Fleet Foxes’ fourth studio album is an hour-long session of sunny indie-folk and bright melancholy that feels like a much needed warm embrace.
“Shore” is a departure from the rest of the Fleet Foxes catalogue both lyrically and instrumentally. It appears that Robin Pecknold, the mastermind behind all Fleet Foxes’ records and EPs, has set aside his more solemn themes in favor of sheer beauty and warmth.
This record is a consistent ray of hopefulness in the room. Every song is incredibly feel-good in nature without being too sappy or overbearing. It is as if The Beatles’ “Here Comes the Sun” decided to write an entire album.
Lyrically, “Shore” is uplifting, loving and caring. The theme of the album centers around the growth of people and the attitudes we must take when faced with hardships.
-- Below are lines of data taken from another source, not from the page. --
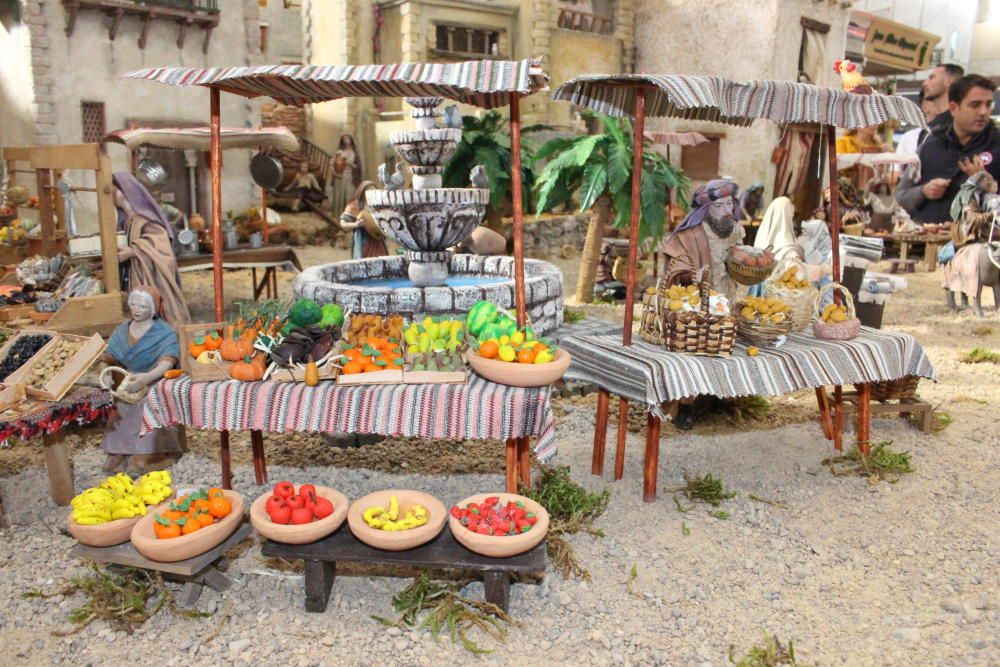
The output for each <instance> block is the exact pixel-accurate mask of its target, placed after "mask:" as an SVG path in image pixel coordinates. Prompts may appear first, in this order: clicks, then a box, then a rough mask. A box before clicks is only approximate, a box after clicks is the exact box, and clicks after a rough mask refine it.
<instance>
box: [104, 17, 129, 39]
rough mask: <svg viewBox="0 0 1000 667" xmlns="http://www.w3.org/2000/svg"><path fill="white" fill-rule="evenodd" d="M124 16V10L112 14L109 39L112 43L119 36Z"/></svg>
mask: <svg viewBox="0 0 1000 667" xmlns="http://www.w3.org/2000/svg"><path fill="white" fill-rule="evenodd" d="M123 16H125V10H124V9H116V10H114V11H113V12H111V25H110V26H109V27H108V39H109V40H110V41H112V42H113V41H115V37H117V36H118V26H119V25H121V22H122V17H123Z"/></svg>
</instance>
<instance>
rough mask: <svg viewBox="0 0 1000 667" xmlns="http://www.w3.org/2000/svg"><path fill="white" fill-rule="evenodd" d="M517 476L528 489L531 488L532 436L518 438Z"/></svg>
mask: <svg viewBox="0 0 1000 667" xmlns="http://www.w3.org/2000/svg"><path fill="white" fill-rule="evenodd" d="M517 478H518V483H519V484H520V485H521V486H523V487H524V488H526V489H530V488H531V438H529V437H527V436H524V437H521V438H518V439H517Z"/></svg>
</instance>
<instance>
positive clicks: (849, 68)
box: [833, 60, 872, 95]
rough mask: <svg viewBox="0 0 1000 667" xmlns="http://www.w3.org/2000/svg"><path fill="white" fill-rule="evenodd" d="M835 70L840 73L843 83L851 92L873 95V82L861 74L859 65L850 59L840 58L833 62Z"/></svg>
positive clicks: (844, 86)
mask: <svg viewBox="0 0 1000 667" xmlns="http://www.w3.org/2000/svg"><path fill="white" fill-rule="evenodd" d="M833 71H834V72H836V73H837V74H839V75H840V79H841V85H842V86H843V88H844V90H846V91H847V92H849V93H855V94H858V95H871V94H872V87H871V84H870V83H868V82H867V81H865V77H863V76H861V72H859V71H858V66H857V65H855V64H854V63H852V62H851V61H850V60H838V61H837V62H835V63H834V64H833Z"/></svg>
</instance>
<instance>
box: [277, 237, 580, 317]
mask: <svg viewBox="0 0 1000 667" xmlns="http://www.w3.org/2000/svg"><path fill="white" fill-rule="evenodd" d="M451 272H452V274H453V275H454V274H462V275H470V274H471V275H480V276H504V277H507V278H509V280H506V281H504V282H501V283H493V284H489V285H481V286H480V285H462V286H457V287H424V288H419V287H404V288H397V289H389V288H383V287H362V286H359V285H357V284H352V283H357V282H359V281H363V280H370V279H374V278H402V277H405V276H406V261H405V260H404V259H403V258H402V257H400V256H395V257H379V258H373V259H364V260H348V261H343V262H334V263H333V264H326V265H323V266H313V267H309V268H307V269H306V270H304V271H303V272H302V273H301V274H299V276H298V278H296V280H295V285H294V290H295V295H296V296H297V297H301V298H309V299H313V300H314V301H316V302H317V303H320V304H327V303H336V304H338V305H339V306H340V307H342V308H343V309H344V310H345V311H352V312H361V313H379V314H382V315H386V314H389V313H393V314H398V315H402V316H403V317H405V318H407V319H412V318H413V317H414V316H415V315H418V314H423V313H426V314H429V315H464V314H465V313H467V312H468V310H469V309H470V308H471V307H472V306H473V304H475V303H476V302H477V301H480V300H484V299H485V300H487V301H492V302H493V303H495V304H497V305H498V306H500V307H502V308H506V309H508V310H511V311H512V312H513V308H514V260H513V258H511V257H506V256H496V257H483V256H480V255H452V258H451ZM524 273H525V286H524V291H525V300H526V303H527V308H528V317H529V319H530V320H531V323H532V325H533V327H534V329H535V331H536V332H537V333H538V334H540V335H541V334H546V333H549V332H551V331H554V330H555V329H557V328H558V327H559V325H561V324H562V313H563V299H562V293H563V284H562V273H561V272H560V271H559V269H558V268H556V267H555V266H553V265H551V264H549V263H547V262H542V261H538V260H525V262H524Z"/></svg>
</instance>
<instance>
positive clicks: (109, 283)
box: [0, 144, 124, 336]
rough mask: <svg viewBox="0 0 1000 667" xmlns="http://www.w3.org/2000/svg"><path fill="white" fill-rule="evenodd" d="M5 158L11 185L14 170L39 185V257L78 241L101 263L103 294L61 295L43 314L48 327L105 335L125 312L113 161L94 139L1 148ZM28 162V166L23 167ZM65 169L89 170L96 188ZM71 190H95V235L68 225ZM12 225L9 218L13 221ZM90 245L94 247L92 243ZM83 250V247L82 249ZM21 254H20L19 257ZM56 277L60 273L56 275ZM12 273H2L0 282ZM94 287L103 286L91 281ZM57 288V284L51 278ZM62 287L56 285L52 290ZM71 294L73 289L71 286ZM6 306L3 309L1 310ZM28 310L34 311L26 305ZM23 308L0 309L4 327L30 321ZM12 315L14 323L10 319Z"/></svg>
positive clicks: (13, 179) (83, 190)
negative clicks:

This reflects the growth Pecknold himself has experienced in his career as he no longer broods in gray thoughts and somber themes like in his past efforts.
Pecknold has learned his lessons and looks forward to the future, even if it may not be as bright or as beautiful as his songs.
“Shore” strays from the more folk-inspired and marching band tunes of past efforts and away from the more experimental sounds of their past. Instrumentally, the record is very minimalist at times and more deliberate than before.
Most of the album is carried by the sounds of piano and soft acoustic guitar. Long-forgotten seem the days of the more bluegrass inspired efforts like “Helplessness Blues,” their second studio album.
There are occasional brass sections that accompany the powerful acoustic sound, never intruding too much, just accentuating the already established bass sound. The percussion is minimal, not carrying the rhythm, but softly adding build-ups and climaxes.
Fleet Foxes is well known for their impressive vocal work which they definitely deliver in this record. Pecknold provides his usual impressive vocal range that at times reminds me of Bob Dylan and sometimes too closely imitates Brian Wilson of Beach Boys fame.
There are also complex arrangements where multiple voices provide harmonies that take center stage, many times becoming the very instrumentation without sounding too much like a cappella.
There are also brief choruses of children, a female voice singing in Portuguese and more to add variety and a sense of exploration to the record.
The first track of the record, “Wading in Waist-High Water,” is an impressive opening to the album which properly establishes the sonic feel of the entire effort. Driven by piano and soft acoustic guitars, featuring lead vocals by Uwade Akhere, the song is emotional and personal.
Another standout is the third track of the album, “Can I Believe You.” Opening with vocal harmonies, acoustic and a rare clean tone electric guitar, the song displays Pecknold’s soothing vocals and is perhaps the most straightforward song on the record. The mixing of all the different parts really stands out, as with most of the record.
Halfway through, another memorable track, “Maestranza,” presents a nice change of pace as it is perhaps the most rapidly paced song. The instrumentation on the track is commendable, having all been recorded by Pecknold himself except for drums and percussion.
Even though Fleet Foxes stepped away from their more abstract and experimental sound and embraced their shimmering folk sound, “Shore” is undoubtedly a success.
This does not mean that there is nothing left to be desired. Sadly, at times, the record struggles to come out of the feel-good mood-album box. The album is strong as a whole, but individual songs fail to stand on their own when taken out of the record’s context.
“Shore” is a celebration of the hardships of being alive, a bright, warm light in troublesome times. Fleet Foxes prove once again that they are anything but ordinary and that there is brilliance in their craft.
Nonetheless, their sound is definitely nuanced and not very approachable by a listener without a deep musical background. Yet, the record is beautiful without a doubt.